# PH 7.5 to 7.7 Too Low



## raygo (Jan 22, 2014)

I have a 34 gal reef tank.
Up to 6 months ago my PH was 8 to 8.3.
Then it started dropping and is now 7.5 to 7.7 so I,m a bit worried although the fish and corals (LPS) are doing OK so far.
My nitrates and phosphates are very low, Calcium 380 avg, Magnesium in mid 1300's, KH 9.

I dosed with Seachem marine buffer for 4 days in a row and it hasn't changed the PH much at all. BUT the KH has gone up to low 20's (so I stopped dosing).

I use RO water which gives a PH of 7 before adding Reef Chrystals. After adding the salt mix it goes up to 7.7 (in a 5 gal bucket). I think this may be the problem. Should the RO water have a higher PH out of the tap? (looking through the threads there are a lot of conflicting theories out there)
I have a PH probe that is calibrated.

Any suggestions will be most appreciated


----------



## swissgaurd (Sep 28, 2011)

first try opening a window nearby,see if it goes up
saltmix after 24 hrs should have a ph of 8.2. in the bucket
you should always circulate saltmix for 24 hrs prior to using especially instant ocean salts.


----------



## raygo (Jan 22, 2014)

swissgaurd said:


> first try opening a window nearby,see if it goes up
> saltmix after 24 hrs should have a ph of 8.2. in the bucket
> you should always circulate saltmix for 24 hrs prior to using especially instant ocean salts.


Thanks swissguard. I circulate my salt mix for 2 days before use. I have the windows open whenever possible and makes no difference.


----------



## mules (Oct 29, 2013)

Don't chase pH. It is most likely your testing/kits.


----------



## raygo (Jan 22, 2014)

mules said:


> Don't chase pH. It is most likely your testing/kits.


Thanks Mules, I,ve used 3 seperate testing kits and a PH probe. I am giving up on worrying about the PH. My fish and corals are doing OK.


----------



## badmedicine (Oct 27, 2012)

I use the AQUA VITRO products in my tank (after reading their website product information) and particularly use the eight.four product to keep my PH in rock solid check. Maybe worth looking at.

Using AQUA VITRO I find it easy to maintain

Salinity at 35 ppt
Alk at 12.6 kKH
Ca at 465mg/l
Mg at 1390 mg/l

which is par for the RED SEA program of coral growth (and maintaining colour). Since May of this year I have noticed better results (with the same lighting) than previous attempts.

I am thinking that because my parameters stay constant and stable, my corals have adapted and grow better.


----------



## twobytwo (Oct 25, 2014)

I was using eight.four, but it's not economical to use long term on 120g (150g system). Smaller systems are better for it.
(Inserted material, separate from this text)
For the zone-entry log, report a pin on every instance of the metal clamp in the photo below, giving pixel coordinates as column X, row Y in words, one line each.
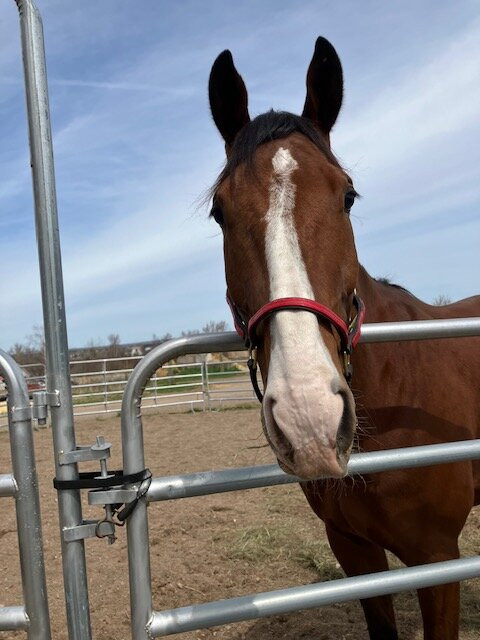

I had low alk as well so I started using kalkwasser in my ato and it started to bring pH up. Moved on to Sodium Carbonate dripped into the sump, which really gives my pH a kick, right to 8.4ish


----------



## raygo (Jan 22, 2014)

badmedicine said:


> I use the AQUA VITRO products in my tank (after reading their website product information) and particularly use the eight.four product to keep my PH in rock solid check. Maybe worth looking at.
> 
> Using AQUA VITRO I find it easy to maintain
> 
> ...





twobytwo said:


> I was using eight.four, but it's not economical to use long term on 120g (150g system). Smaller systems are better for it.
> 
> I had low alk as well so I started using kalkwasser in my ato and it started to bring pH up. Moved on to Sodium Carbonate dripped into the sump, which really gives my pH a kick, right to 8.4ish


I've used the Kent and Seachem buffers but all they do is increase my KH (which is about 9 before the buffer). I'm a bit nervous to try any other buffers. This week I'm using ro/di water from the local water store to see if this makes any difference.


----------



## chronzz (Jan 27, 2014)

*Co2*

I use co2 absorbing media to keep my ph at 8.2-3. Best way to keep ur ph up without adding more chemicals to ur tank.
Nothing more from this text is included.